Patchwork [7,of,7] context: avoid writing outdated dirstate out (issue5584)

login
register
mail settings
Submitter Katsunori FUJIWARA
Date June 9, 2017, 4:08 a.m.
Message ID <664e3e012535c9d161f0.1496981307@speaknoevil>
Download mbox | patch
Permalink /patch/21267/
State Accepted
Headers show

Comments

Katsunori FUJIWARA - June 9, 2017, 4:08 a.m.
# HG changeset patch
# User FUJIWARA Katsunori <foozy@lares.dti.ne.jp>
# Date 1496981269 -32400
#      Fri Jun 09 13:07:49 2017 +0900
# Node ID 664e3e012535c9d161f0ecb95c6dc0bfdfe9c672
# Parent  9b4ff10f9db00ae7d91a28067d6b50655f5f957d
context: avoid writing outdated dirstate out (issue5584)

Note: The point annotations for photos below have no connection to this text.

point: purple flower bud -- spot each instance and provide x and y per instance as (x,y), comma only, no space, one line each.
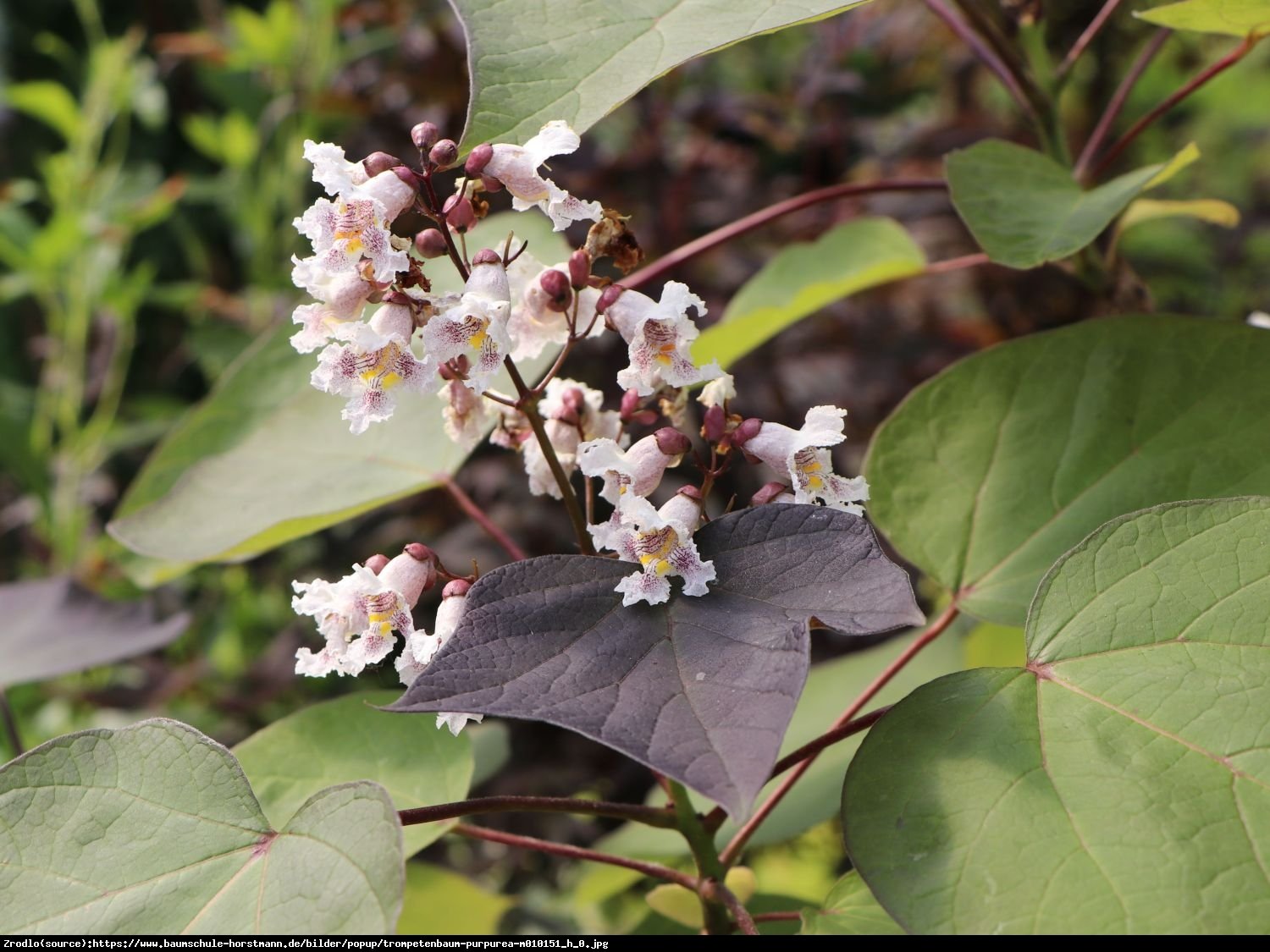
(671,442)
(459,212)
(769,494)
(378,162)
(478,159)
(444,154)
(607,297)
(424,136)
(579,269)
(715,424)
(555,286)
(431,243)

Before this patch, workingctx.status() may cause writing outdated
dirstate out, if:

  - .hg/dirstate is changed simultaneously after last loading it,
  - there is any file, which should be dirstate.normal()-ed

Typical issue case is:

  - the working directory is updated by "hg update"
  - .hg/dirstate is updated in background (e.g. fsmonitor)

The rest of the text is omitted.